Multiplication of orally taken organisms in the intestines has been widely discusseed in order to study the onset of intestinal infectious diseases.
As to the most fundamental aspects of this problem the following experiments were carried out.
(1) Separate cultures of contents of the stomach, the jejunum, the ileum and the transverse colon acquired by laparotomy at one and a half hours and 4 hours after oral administration of Escherichia freundii, Ballerup strain, resistent to 2500 r/ml of streptomycin, to different dogs revealed the following results. With no exceptions, in three cases of the one-and-a-half-hour group, the given organisms were all proved to remain in the stomach and the jejunum, while in the 4-hour group they were discovered to move down to the ileum and the large intestines and none were found in the upper tracts.
(2) Cultures done specimens taken at frequent intervals for 24 hours after direct injection of the same strain to the stomach by laparotomy under intravenous anesthesia with Ravonal revealed that the given organisms remained in the stomach and the jejunum all through 24 hours.
(3) When the organisms were injected to the ileum in the experiments similar to Part 2, they were proved to stay there at least for 6 hours.

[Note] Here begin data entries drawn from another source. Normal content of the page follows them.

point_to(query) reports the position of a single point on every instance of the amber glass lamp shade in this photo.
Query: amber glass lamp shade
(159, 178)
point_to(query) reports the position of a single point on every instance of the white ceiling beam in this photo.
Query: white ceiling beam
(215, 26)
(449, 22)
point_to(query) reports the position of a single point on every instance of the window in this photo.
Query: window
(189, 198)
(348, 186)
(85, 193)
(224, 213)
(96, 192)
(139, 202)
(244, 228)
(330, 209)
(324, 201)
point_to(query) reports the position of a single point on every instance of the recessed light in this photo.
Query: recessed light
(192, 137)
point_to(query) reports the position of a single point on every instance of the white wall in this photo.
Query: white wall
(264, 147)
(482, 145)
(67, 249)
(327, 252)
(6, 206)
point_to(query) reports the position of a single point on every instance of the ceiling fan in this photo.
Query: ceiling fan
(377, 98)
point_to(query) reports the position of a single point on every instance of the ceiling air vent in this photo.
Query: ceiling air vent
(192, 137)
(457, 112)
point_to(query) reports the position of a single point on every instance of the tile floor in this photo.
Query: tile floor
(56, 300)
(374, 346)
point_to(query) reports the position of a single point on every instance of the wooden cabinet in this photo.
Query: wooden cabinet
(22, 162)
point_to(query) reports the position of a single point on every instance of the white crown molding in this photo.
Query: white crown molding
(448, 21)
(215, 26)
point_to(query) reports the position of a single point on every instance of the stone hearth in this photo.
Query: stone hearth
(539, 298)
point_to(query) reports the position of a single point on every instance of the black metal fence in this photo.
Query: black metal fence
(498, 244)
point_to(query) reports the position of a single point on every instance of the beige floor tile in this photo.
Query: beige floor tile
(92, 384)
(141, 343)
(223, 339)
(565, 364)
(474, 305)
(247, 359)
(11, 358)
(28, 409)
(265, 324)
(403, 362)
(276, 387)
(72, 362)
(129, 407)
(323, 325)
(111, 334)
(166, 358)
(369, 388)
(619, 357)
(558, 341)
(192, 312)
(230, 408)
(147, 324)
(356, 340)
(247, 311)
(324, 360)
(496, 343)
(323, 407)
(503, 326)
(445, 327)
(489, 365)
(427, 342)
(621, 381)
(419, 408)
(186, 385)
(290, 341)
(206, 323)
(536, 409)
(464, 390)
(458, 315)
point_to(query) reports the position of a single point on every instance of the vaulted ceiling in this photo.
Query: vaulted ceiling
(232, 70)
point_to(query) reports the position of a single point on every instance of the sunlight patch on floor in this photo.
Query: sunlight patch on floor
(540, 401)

(4) In several cases of experiments (1) and (2), organisms labelled with Isotop P32 were administered, confirming the parallel relationship between the number of the living organisms and the degree of the radioactivity in the acquired specimens. However, since the number handled here was limitted, further investigations will be necessary to reach a definite conclusion in this matter.
In conclusion through these experiments it was felt that when normal peristalsis was maintained, orally taken organisms were transfered at considerable speed and that if peristalsis was diminished they either remained in the same place for a long period or was transferned extremely slowly.
Therefore, paralizing intestines is one of the useful means of transplantation of certain organisms in a proposed portion of the intestinal tracts.